Recalling the Liberman acquisition, Peter remembered hosting a concert of woodwind musicians at Storm King, the sculpture park in New York’s Hudson Valley (and partial inspiration for Tippet Rise, along with TICKON in Denmark), in the shadow of a sister work by Liberman. “A representative of his came up to us and said, ‘I happen to know where there’s one final Liberman sculpture. It’s in a barn, taken apart, a little bit neglected.’ So it really came to us through the ghost of Liberman at Storm King.” Hinmon likened the expert restoration and painstaking reassembly at Tippet Rise to an adult puzzle.

The Halsteads had long been familiar with Liberman’s unusual path to sculpture, which he found later in life after a storied career as the art director of Vogue in the 1940s and 50s, and then as the editorial director of Condé Nast from 1960 into the 1990s. He’s credited with being the first to fold the rarefied world of art into the pages of a fashion magazine. “You’d be looking at a dress and all of a sudden there’d be an article about Joan Miró,” said Peter. “That was Liberman’s doing.” In one of his most celebrated spreads, in a 1951 issue of Vogue, Liberman recruited Cecil Beaton to photograph a model against the background of a massive Jackson Pollock drip painting. 

Alexander Liberman, Archway II (1984/2016). Photo: James Florio. Courtesy of Tippet Rise.

The Tippet Rise sculpture park is constantly growing. Soon after opening weekend came the announcement that it had just received a gift, Richard Serra’s Crossroads II (1990), composed of four mammoth plates of Core-Ten steel. Only weeks earlier, Tippet Rise acquired The Soil You See…(2023) by Indigenous artist Wendy Red Star, a native of Billings, Montana. The work, reminiscent of a fingerprint, was originally commissioned by Monument Lab as a part of an exhibition at the National Mall in Washington D.C. Both works will be installed in time for next summer’s concert season. 

Wendy Red Star, The Soil You See… (2023) in the Monument Lab’s exhibition “Beyond Granite: Pulling Together” on the National Mall in Washington, D.C. Photo by AJ Mitchell, courtesy of Monument Lab.

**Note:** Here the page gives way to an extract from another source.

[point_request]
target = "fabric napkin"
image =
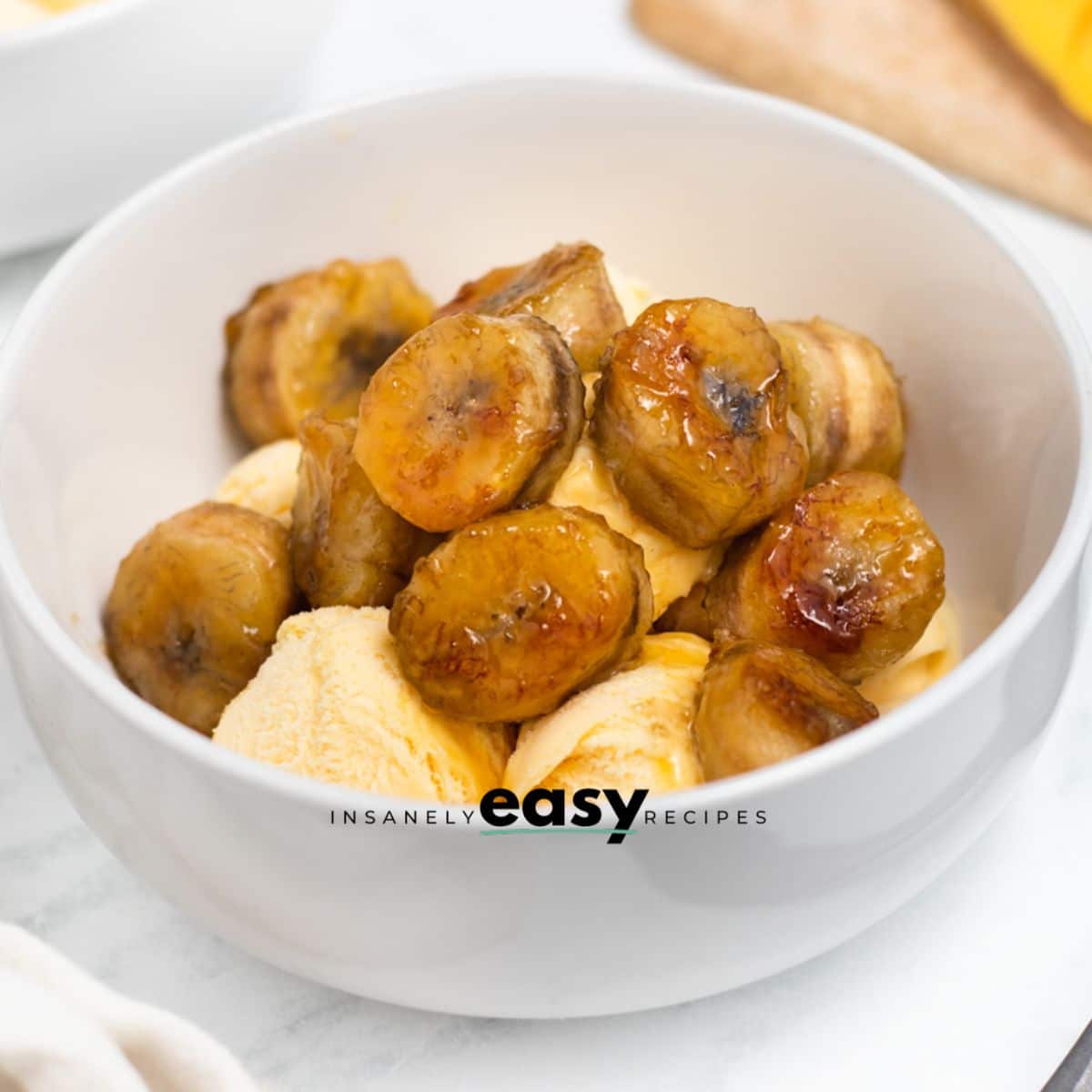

Asked which other artists’ works might make their way to Tippet Rise in the future, Cathy explained that they have some names they’re interested in and they’ve already reached out to them. Ultimately, she said, I think it depends which works we can envision here, that would feel right here, and would bring a conversation to the land, the sky, the incredible sunsets. You know, the land communicates with you the minute you step on it. The possibilities present themselves.” Peter, on the other hand, jumped at the question. “The guy who did Stonehenge!” he laughed. “When we find him, he’s coming here.”